3. The detection substrate according to claim 1, wherein a thickness of the reaction layer ranges from 1 nm to 100 μm.

4. The detection substrate according to claim 1, wherein the naturally micro-etched nano pattern comprises a plurality of nano-scaled bumps and a plurality of nano-scaled recesses, wherein the bumps and the recesses are randomly distributed.

5. A Raman spectrum detection system, comprising:

the detection substrate according to claim 1;

an electrochemical device configured to apply a predetermined reaction potential to the detection substrate; and

a Raman spectrum analyzer comprising: a laser source configured to provide a laser that is projected on the surface of the reaction layer of the detection substrate; a light sensor configured to receive light scattered after the laser is projected on the detection substrate to generate a light signal; and an analyzer configured to receive and analyze the light signal according to a predetermined reaction time to output spectrum information.

6. The Raman spectrum detection system according to claim 5, wherein the reaction layer comprises at least one of gold and silver.

7. The Raman spectrum detection system according to claim 5, wherein a thickness of the reaction layer ranges from 1 nm to 100 μm.

8. The Raman spectrum detection system according to claim 5, wherein the naturally micro-etched nano pattern comprises a plurality of nano-scaled bumps and a plurality of nano-scaled recesses, wherein the bumps and the recesses are randomly distributed.

9. A Raman spectrum detection method, comprising:

disposing a to-be-detected object on a detection substrate, wherein the detection substrate comprises a working electrode, a counter electrode and a reference electrode, a reaction layer, a counter electrode layer, a reference electrode layer, and a plurality of wirings, wherein the wirings electrically connect the working electrode to the reaction layer, electrically connect the counter electrode to the counter electrode layer, and electrically connect the reference electrode to the reference electrode layer, respectively, a surface of the reaction layer has a naturally micro-etched nano pattern, and the to-be-detected object is electrically connected to the working electrode, the counter electrode, and the reference electrode by contacting the reaction layer, the counter electrode layer, and the reference electrode layer;

electrically connecting an electrochemical device to the detection substrate, and applying a predetermined reaction potential to the detection substrate; and

detecting the to-be-detected object through a Raman spectrum analyzer, wherein the Raman spectrum analyzer comprises a laser source, a light sensor, and an analyzer, wherein the laser source projects a laser on the to-be-detected object, the light sensor receives light scattered after the laser is projected on the to-be-detected object to generate a light signal, and the analyzer receives and analyzes the light signal according to a predetermined reaction time to output spectrum information about the to-be-detected object.

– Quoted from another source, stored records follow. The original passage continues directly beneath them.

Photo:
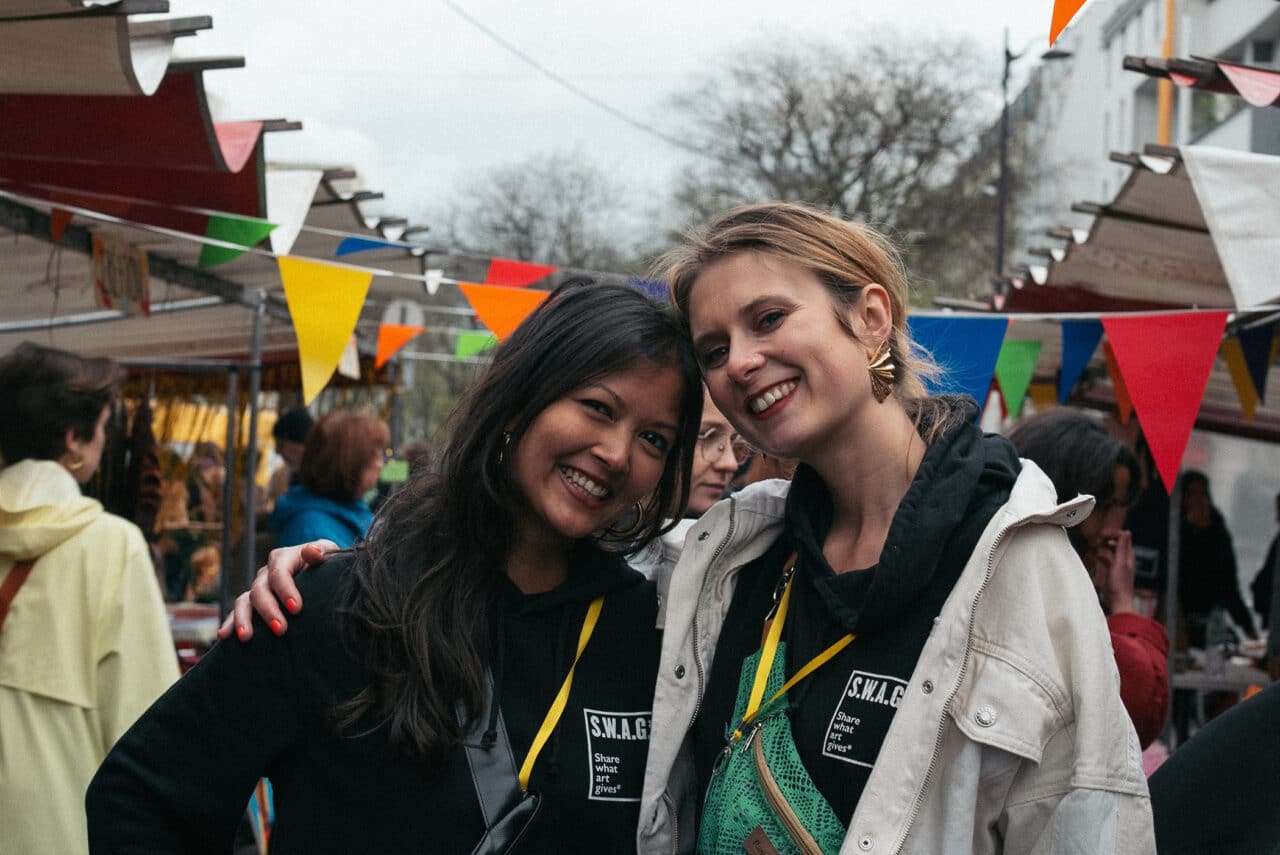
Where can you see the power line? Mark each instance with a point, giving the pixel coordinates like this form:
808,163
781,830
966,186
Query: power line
583,94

10. The Raman spectrum detection method according to claim 9, further comprising a step of obtaining the predetermined reaction potential and the predetermined reaction time, the step comprising:

performing, through voltammetry, an electrochemical reaction on a detection substrate for testing purposes that supports a target object, and obtaining the predetermined reaction potential and the predetermined reaction time according to a potential and a time for oxidation or reduction of the target object.

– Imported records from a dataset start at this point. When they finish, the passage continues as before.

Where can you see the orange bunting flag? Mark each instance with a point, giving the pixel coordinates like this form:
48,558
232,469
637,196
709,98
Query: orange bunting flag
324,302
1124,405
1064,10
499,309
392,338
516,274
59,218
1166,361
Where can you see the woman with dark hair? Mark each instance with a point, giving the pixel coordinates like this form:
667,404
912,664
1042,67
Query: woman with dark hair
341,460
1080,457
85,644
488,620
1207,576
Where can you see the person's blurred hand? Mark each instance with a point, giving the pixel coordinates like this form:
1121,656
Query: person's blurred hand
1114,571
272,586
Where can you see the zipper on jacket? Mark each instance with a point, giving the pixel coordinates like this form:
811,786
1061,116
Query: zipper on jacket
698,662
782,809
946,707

11. The Raman spectrum detection method according to claim 9, further comprising performing an oxidation reduction cycle on the detection substrate through the electrochemical device and an electrolyte, so that the surface of the reaction layer forms the naturally micro-etched nano pattern.

12. The Raman spectrum detection method according to claim 9, wherein the naturally micro-etched nano pattern comprises a plurality of nano-scaled bumps and a plurality of nano-scaled recesses, wherein the bumps and the recesses are randomly distributed.